Джейн, до которой наверняка доходили слухи об истории тетушки Филы, уже была достаточно взрослой, чтобы принимать ее близко к сердцу. Она вплела ее в свое раннее сочинение. «И вы называете удачей, – спрашивает серьезная барышня Кэтрин в одноименном романе, – когда девушку, наделенную душой и чувствами, посылают на поиски мужа в Бенгалию и выдают там за человека, о чьем нраве она получает возможность судить, только когда от ее суждения ей уже нет никакого прока?» Мужчина, ставший ее мужем, «может оказаться тираном или дураком, или тем и другим вместе».

Тетушка Фила имела все основания не считать брак с Тайсо Солом Хэнкоком, не входившим в успешный класс коммерсантов-«набобов», большой удачей.

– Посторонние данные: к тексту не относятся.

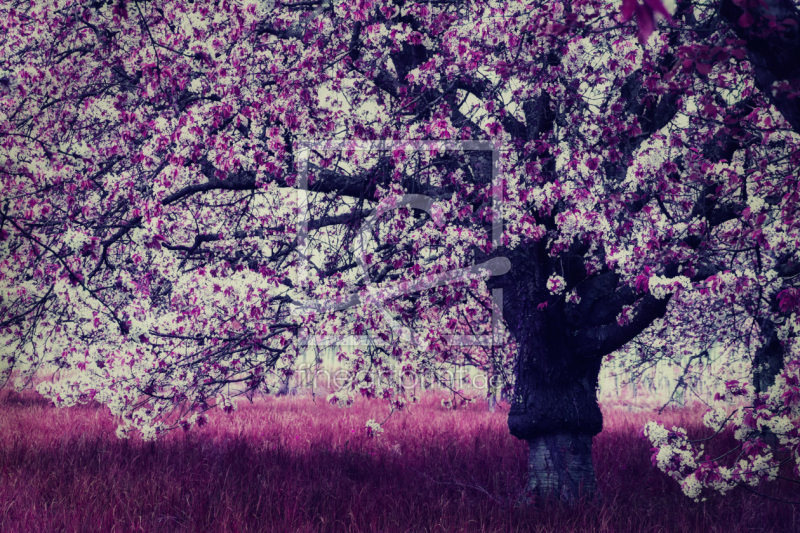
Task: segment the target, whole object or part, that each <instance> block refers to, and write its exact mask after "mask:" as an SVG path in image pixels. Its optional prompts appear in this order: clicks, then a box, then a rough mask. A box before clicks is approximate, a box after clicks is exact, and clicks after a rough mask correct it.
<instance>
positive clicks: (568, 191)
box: [0, 0, 800, 499]
mask: <svg viewBox="0 0 800 533" xmlns="http://www.w3.org/2000/svg"><path fill="white" fill-rule="evenodd" d="M620 8H622V9H621V12H620ZM0 15H2V17H0V20H2V21H3V22H2V25H3V33H2V37H0V39H2V41H1V42H2V45H0V50H2V53H1V55H0V69H2V70H1V71H0V79H2V85H1V86H0V87H1V89H0V90H1V91H2V93H0V100H1V102H2V106H0V143H2V150H1V151H0V173H2V177H3V179H2V188H3V189H2V197H3V199H4V202H3V207H2V212H0V221H1V222H0V239H2V246H3V260H2V263H0V276H2V283H3V287H4V292H3V295H2V298H3V299H2V304H1V306H2V307H1V310H0V313H2V315H0V328H1V329H2V334H3V338H4V339H5V341H4V342H5V347H4V351H3V354H2V360H3V365H4V366H3V372H4V375H5V376H6V377H8V376H10V375H11V372H12V370H13V369H18V370H19V371H20V372H21V373H22V376H23V377H24V376H31V375H33V373H35V371H36V370H37V369H38V368H41V366H42V365H44V364H48V365H55V366H57V367H58V368H61V369H63V370H64V371H65V372H63V373H62V375H61V376H60V378H61V379H58V380H56V381H54V382H53V383H44V384H42V385H41V386H40V387H39V390H40V391H41V392H42V393H44V394H46V395H48V396H50V397H52V398H53V399H54V400H55V401H56V403H57V404H59V405H71V404H74V403H76V402H80V401H86V400H89V399H95V400H98V401H101V402H103V403H106V404H108V405H109V407H110V408H111V410H112V412H113V413H114V414H116V415H119V416H121V420H122V424H121V426H120V434H121V435H124V434H126V433H127V432H129V431H131V430H134V429H136V430H141V431H142V434H143V435H144V436H145V437H154V436H156V435H157V434H158V433H160V432H162V431H164V430H166V429H168V428H170V427H174V426H176V425H179V424H180V425H184V427H188V426H190V425H191V424H193V423H198V424H202V423H203V420H204V419H203V417H202V412H203V411H204V410H205V409H207V408H209V407H211V406H214V405H220V406H222V407H224V408H225V409H227V410H230V409H233V407H234V405H235V404H234V403H233V402H232V400H231V398H230V395H229V394H228V393H227V392H226V391H229V390H230V389H229V386H230V385H232V384H235V385H237V386H238V387H239V388H238V389H237V390H252V389H259V388H260V389H263V390H273V389H272V387H275V386H276V385H277V383H279V381H280V379H281V378H282V377H285V375H287V374H288V373H291V372H292V367H293V364H294V362H295V361H296V359H297V357H298V356H299V355H300V354H301V353H302V352H303V350H305V349H306V348H305V346H304V342H303V341H304V339H306V338H307V337H306V335H307V334H313V335H316V336H320V337H325V336H332V335H337V334H339V333H341V332H343V331H344V332H346V333H350V332H352V333H355V334H357V335H359V334H363V333H365V332H369V334H370V335H371V336H372V337H373V338H375V339H380V341H382V342H378V341H375V342H373V343H372V344H371V345H369V346H368V347H366V348H365V349H360V350H356V351H355V352H354V353H352V354H347V353H344V352H342V353H341V354H340V360H341V361H342V363H343V364H345V365H346V366H347V368H348V369H349V370H351V373H350V378H349V381H348V383H347V384H346V386H345V387H344V388H343V389H342V390H341V391H340V392H339V393H337V394H336V395H334V396H332V397H331V401H334V402H342V403H345V404H346V403H348V402H349V401H351V399H352V397H353V395H357V394H362V395H365V396H370V397H372V396H379V397H383V398H386V399H387V400H389V401H390V402H392V404H393V407H394V408H402V406H403V405H404V402H405V398H404V396H403V389H402V387H401V384H400V379H401V377H402V376H399V375H397V374H393V373H392V372H393V368H394V367H395V364H400V365H401V366H402V369H403V372H406V373H414V372H423V371H424V372H436V371H437V369H439V370H440V371H441V368H442V367H441V365H446V364H451V363H456V364H460V363H462V362H465V361H468V362H470V363H472V364H476V365H479V366H484V367H487V366H488V365H494V367H495V368H497V369H500V370H503V369H505V370H509V369H510V370H513V372H514V373H515V379H514V383H515V391H514V394H515V395H514V402H513V405H512V409H511V412H510V415H509V428H510V430H511V433H512V434H513V435H515V436H517V437H519V438H521V439H525V440H527V441H528V442H529V444H530V482H529V485H528V490H529V492H530V493H531V494H537V495H540V496H553V495H554V496H558V497H562V498H565V499H573V498H575V497H576V496H577V495H578V492H579V491H580V490H584V491H589V492H591V491H593V490H594V488H595V477H594V471H593V468H592V463H591V442H592V440H591V439H592V436H593V435H595V434H596V433H598V432H599V431H600V430H601V429H602V416H601V413H600V409H599V407H598V404H597V399H596V394H595V389H596V386H597V376H598V372H599V369H600V366H601V362H602V359H603V357H604V356H606V355H608V354H611V353H613V352H615V351H616V350H619V349H622V348H624V347H626V346H630V343H631V341H633V340H634V339H637V337H638V336H639V335H641V334H643V332H646V334H647V335H654V336H655V338H657V339H659V342H660V344H661V346H660V347H661V348H662V350H661V351H660V352H659V353H660V354H661V355H660V356H670V354H674V353H675V352H676V351H677V350H681V349H694V348H695V347H696V346H700V345H707V344H709V343H718V342H729V343H731V344H732V345H734V346H740V344H739V341H740V340H741V339H743V338H745V337H747V336H749V337H748V338H751V339H752V342H751V344H750V346H751V347H752V350H755V356H756V358H757V360H758V361H761V360H762V359H763V360H764V361H766V362H767V365H766V366H764V365H761V364H758V365H756V367H755V370H754V372H755V375H756V377H757V381H758V382H759V383H762V381H763V383H764V385H759V387H763V386H765V385H766V384H768V383H769V381H770V380H771V379H774V376H775V375H777V374H778V373H779V372H781V368H786V369H791V368H793V367H792V365H789V364H787V363H786V360H787V356H788V359H790V360H794V359H796V358H797V347H796V344H795V338H796V335H797V318H796V314H795V313H796V310H797V306H798V296H797V294H798V292H797V290H798V289H797V286H796V284H797V276H796V274H797V268H798V267H797V265H798V257H797V249H798V247H797V228H798V224H797V220H796V214H797V213H796V211H797V201H798V196H797V195H798V189H797V177H796V176H797V174H796V172H797V166H798V162H800V152H798V146H797V143H798V137H797V131H800V130H798V127H800V125H798V124H797V121H796V117H797V116H798V115H797V113H796V111H797V105H798V102H800V99H797V98H796V96H797V89H798V86H797V83H796V79H797V68H796V63H795V62H793V58H797V57H800V54H793V50H796V49H797V46H798V36H797V21H798V15H797V9H796V5H795V3H793V2H789V0H773V1H771V2H770V1H766V2H758V1H757V0H753V1H751V0H742V1H739V2H728V1H727V0H726V1H723V2H721V3H719V2H709V3H707V4H695V3H693V2H688V1H681V2H679V3H678V4H677V6H676V7H675V10H674V12H673V13H672V15H671V16H669V12H668V11H666V10H665V8H664V7H663V6H662V5H661V3H660V2H658V1H656V0H647V1H646V2H645V3H643V4H638V3H636V2H633V1H631V0H625V1H624V2H622V4H621V5H620V4H619V3H618V2H616V1H613V2H606V1H592V0H576V1H574V2H569V3H561V2H551V1H538V0H534V1H527V2H526V1H507V2H486V1H476V2H469V3H462V2H455V1H452V2H451V1H441V2H438V1H437V2H430V3H427V4H415V3H411V2H403V1H391V0H389V1H387V0H378V1H373V0H361V1H359V2H355V3H353V2H337V1H328V0H325V1H321V2H294V3H291V2H287V3H281V2H275V3H274V4H269V5H268V4H266V3H264V4H258V3H249V2H246V1H245V2H241V3H239V2H227V1H215V2H211V1H208V2H206V1H199V0H196V1H194V2H188V1H182V0H181V1H172V2H170V1H166V0H164V1H161V0H159V1H153V2H144V1H138V0H135V1H132V2H131V1H127V2H126V1H124V0H123V1H121V2H117V3H114V2H111V3H104V2H94V3H89V2H84V3H80V2H74V1H69V0H53V1H34V2H24V3H22V2H20V3H16V2H4V3H3V4H2V6H0ZM656 15H659V16H660V17H662V18H663V22H661V23H660V29H659V32H657V33H654V29H655V23H656ZM631 17H635V23H634V22H630V21H629V20H630V19H631ZM775 39H779V40H778V41H775ZM776 42H777V43H779V44H775V43H776ZM792 47H794V48H792ZM315 139H323V140H324V139H344V140H358V141H377V140H387V139H388V140H404V139H413V140H451V141H481V140H482V141H491V142H494V143H498V144H497V145H496V146H497V148H496V150H495V152H492V151H486V150H483V151H481V150H465V149H463V147H461V148H460V147H458V146H454V145H450V146H443V147H440V148H436V147H431V146H430V145H419V144H417V145H415V144H413V143H408V144H405V145H404V144H402V143H399V144H398V143H393V144H391V147H392V149H391V150H390V151H388V152H385V151H380V150H377V149H374V148H375V147H374V146H372V147H370V146H366V147H365V146H364V145H363V144H361V145H346V144H345V145H342V146H341V147H339V148H338V149H335V150H325V149H324V147H323V146H322V145H320V144H313V143H312V144H311V145H303V144H302V142H301V141H304V140H315ZM495 153H496V154H497V155H496V156H495V155H493V154H495ZM306 165H307V166H306ZM304 169H307V170H308V174H307V175H306V174H305V173H304ZM493 175H494V176H495V178H494V179H493ZM304 176H305V177H304ZM306 186H307V187H308V189H309V190H310V191H311V192H309V193H308V194H305V193H297V192H296V191H294V190H293V189H303V188H305V187H306ZM409 195H416V196H409ZM493 199H497V203H496V204H494V205H495V206H498V205H499V210H500V214H501V215H502V217H501V218H502V220H498V217H497V216H494V215H493V211H494V209H493ZM304 220H307V223H305V224H304V223H303V221H304ZM298 228H299V229H298ZM365 228H366V229H365ZM494 228H498V229H499V230H500V234H499V238H498V239H497V241H498V242H493V241H494V239H493V236H494V232H495V229H494ZM475 265H484V266H487V267H491V268H492V269H494V270H493V272H492V273H494V274H497V275H495V276H486V275H483V277H481V272H480V270H479V269H478V270H475V268H476V267H475ZM501 267H502V268H501ZM460 269H463V270H460ZM452 271H459V272H461V273H463V274H465V275H464V276H462V277H461V280H460V281H455V282H453V283H445V284H440V283H439V282H440V281H441V280H442V279H443V278H442V275H443V274H445V273H447V272H452ZM467 272H469V273H470V275H466V273H467ZM483 274H486V273H485V272H484V273H483ZM437 280H438V281H437ZM451 281H452V280H451ZM403 283H407V284H409V286H413V287H417V288H419V287H422V286H425V287H427V288H425V289H424V290H422V291H417V292H413V291H412V292H406V293H404V294H399V293H397V292H391V291H392V290H395V291H396V289H397V287H398V286H401V287H402V284H403ZM415 284H416V285H415ZM496 289H502V312H503V318H504V321H503V322H504V329H502V330H500V331H499V333H500V335H505V334H506V333H507V334H509V335H510V337H511V338H512V339H513V342H511V341H509V342H507V343H505V344H503V345H502V347H497V346H495V347H494V352H493V351H492V350H489V349H484V348H483V347H480V346H463V345H461V344H459V343H452V342H448V340H447V339H448V338H447V335H449V334H452V333H457V334H460V333H463V334H487V333H489V325H490V324H491V315H492V311H493V308H495V309H496V308H497V307H498V306H497V305H493V302H492V295H493V294H499V293H497V292H495V293H493V292H491V291H493V290H496ZM311 300H318V301H323V302H327V303H326V305H327V307H325V306H323V307H322V308H317V309H316V311H315V312H309V311H313V310H312V309H311V308H310V307H309V306H308V305H307V303H308V302H309V301H311ZM330 302H334V304H330ZM355 302H358V303H359V305H357V306H350V305H339V304H342V303H344V304H350V303H355ZM370 302H372V303H375V302H377V303H379V304H380V305H378V306H374V305H367V304H369V303H370ZM329 304H330V305H329ZM362 304H363V305H362ZM298 309H301V310H302V311H303V312H297V310H298ZM293 311H294V312H293ZM667 325H668V326H669V327H666V326H667ZM398 326H402V327H400V328H398ZM404 328H405V330H404ZM648 328H650V329H648ZM686 332H691V335H688V336H687V334H686ZM775 339H777V341H776V340H775ZM776 342H777V344H776ZM698 343H699V344H698ZM703 343H705V344H703ZM779 352H780V353H779ZM765 372H766V373H765ZM787 372H788V371H787ZM787 372H784V377H781V378H780V379H779V380H778V381H776V385H777V386H778V388H779V389H780V390H776V392H775V393H774V394H772V396H771V397H772V399H773V403H775V394H777V393H780V394H784V393H786V392H788V393H789V395H788V396H784V397H783V398H784V400H783V402H784V403H783V404H782V405H783V406H782V407H780V409H783V410H784V411H782V414H781V415H780V416H782V417H783V418H787V420H788V421H789V422H788V423H789V427H783V426H782V427H781V428H780V429H781V430H782V431H783V433H781V435H782V436H783V437H782V438H784V439H785V440H786V442H785V443H784V442H783V441H781V442H782V445H784V446H785V448H786V451H787V453H789V454H790V455H792V454H793V456H794V457H795V458H797V457H800V456H798V452H797V446H798V444H797V443H798V437H797V409H798V403H799V402H800V395H794V396H793V395H792V394H793V393H791V391H792V390H794V389H792V388H791V387H796V383H795V384H794V385H792V383H791V376H790V375H789V374H788V373H787ZM375 375H381V376H383V380H382V381H379V380H376V379H374V378H373V377H372V376H375ZM767 375H771V376H772V377H764V378H763V380H762V378H761V377H759V376H767ZM732 388H733V389H735V390H739V389H736V388H735V387H734V386H732ZM745 389H746V388H745ZM745 389H742V390H743V391H744V392H747V391H746V390H745ZM762 390H763V388H762ZM787 398H788V399H787ZM754 400H755V398H754ZM776 405H777V404H776ZM771 409H778V407H777V406H772V407H771ZM792 417H793V418H792ZM651 429H652V428H651ZM773 429H774V428H773ZM653 431H655V430H653ZM651 433H652V432H651ZM669 438H672V437H669V436H665V437H663V439H662V440H664V442H666V441H667V440H669ZM676 438H677V437H676ZM684 466H686V465H684ZM695 466H696V465H695ZM686 468H688V469H689V470H691V469H692V468H693V467H692V466H691V465H688V466H686ZM689 470H682V471H681V472H682V474H681V475H688V474H687V472H689ZM696 470H697V469H696V468H695V469H694V470H692V472H694V471H696ZM695 477H696V476H695Z"/></svg>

Но мистер Хэнкок открыл жене доступ к финансовой самостоятельности. В Индии он водил знакомство с великим Уорреном Гастингсом, который впоследствии стал генерал-губернатором Бенгалии. Гастингс знал семью миссис Остин со своего котсуолдского детства; дом его отца находился в Дейлсфорде, по соседству с домом семьи Остин в Эйдлстропе. Этим объясняется тот факт, что Уоррен отдал своего маленького сына (вскоре умершего) на попечение недавно поженившихся мистера и миссис Остин.

Мы почти не сомневаемся, что в Индии Фила вступила в любовную связь с Уорреном Гастингсом, и почти наверняка именно Гастингс, а не услужливый Хэнкок был отцом ее дочери Элизы. Элизу объявили «крестницей» Гастингса, что не помешало распространению сплетен. Даже пост генерал-губернатора не спас Гастингса от людской молвы. «Упаси вас бог знаться с миссис Хэнкок, – предупреждал одного из друзей лорд Клайв, – поскольку она, вне всяких сомнений, отдавалась мистеру Гастингсу». По свидетельству самого мистера Хэнкока, в Бенгалии времен Гастингса «блуд, вежливо именуемый флиртом, был повальным».

Джейн говорит нам, что Уоррен Гастингс «никогда не позволял себе даже намека на Элизу». Тем не менее он пристально наблюдал за жизнью и образованием «крестницы». «Ни французский, ни танцы не помешают женщине выполнять ее обязанности в любой сфере жизни», – наставлял Гастингс, и Элиза действительно была обучена блистать и очаровывать мужчин. В должное время Гастингс отписал ей солидную сумму в 10 тысяч фунтов. Он успокаивал себя, что с таким приданым его «крестная дочь» не будет «принуждена идти замуж за лавочника или за первого встречного ради куска хлеба».